2023-08-24 08:52:15 | 我が国の教育行政と学校の抱える問題

「術中にはまる?」8月20日
 オピニオン編集部専門記者鈴木英生氏が、『小泉悠さんと小田実の平和主義』という表題でコラムを書かれていました。その中に、『ウクライナから逃げてきた若い男性と出会い、「逃げられてよかった」と思った。ウクライナは18~60歳の男性の出国を禁止しているが、「国家の強制から逃れる自由は、やはり大切です」』という記述がありました。
 考え込んでしまいました。外国から理不尽な侵略を受けた、闘わなければ国が占領され、文化も歴史も思想も価値観も破壊され、自由はなく、支配された下層民として一生を過ごさなければならない、という状況下にあるとき、政府は徴兵制を敷きます。しかし、殺すのも殺されるのも嫌だということで、外国に逃れます。

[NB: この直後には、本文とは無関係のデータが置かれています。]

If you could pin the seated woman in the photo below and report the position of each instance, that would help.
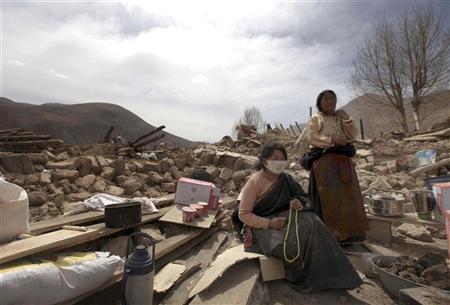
(274, 214)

 私はこうした徴兵逃れを肯定する立場でした。私は老年で兵役につくことはないでしょうが、我が子が「兵隊になるのは嫌だ。外国に逃げる」と言い出したとしたら、それを後押しするでしょう。それどころか、積極的に「逃げろ」というかもしれません。ですから、上述の「強制から逃れる自由」発言にも共感します。
 今まで、私の考えは、その時点でストップしていました。しかし、ウクライナ侵攻を目の当たりにして、その一歩先を考えるようになりました。もし、兵役を逃れて外国に逃げていた者が、祖国が無事侵略者を打ち破り、再び国に平和が訪れたときに戻ってきたとして、自分が、家族が戦い、傷つき、あるいは亡くなってしまった人たちは、逃げた者を仲間として受け入れることができるのだろうか、という疑問が浮かんできたのです。
 裏切者、卑怯者、臆病者という罵詈雑言が浴びせられるのではないでしょうか。あるいは、私自身が国内にとどまっていた側だったとして、そうした悪罵を口にするのではないでしょうか。さらに言えば、兵役逃れをした者に対して、裏切者と叫ぶことはいけないことなのでしょうか。自然な感情の発露なのではないでしょうか。国内にとどまり、苦境を耐えた者たちには、「裏切者」を非難する権利があるのではないでしょうか。そんなことさえ考えてしまいます。
 戦争と平和について考えるとは、こうしたことについて自分事として考えるということなのだと思います。中高生になれば、このテーマで議論し合うことができるはずです。若い人にとっては自分事である、徴兵と兵役逃れ問題、多くの学校で取り組んでみてほしいと思います。
 でも、こうした取り組みをすること自体、「極右の連中」の術中にはまることなのかも、という懸念も抱いてしまうのですが。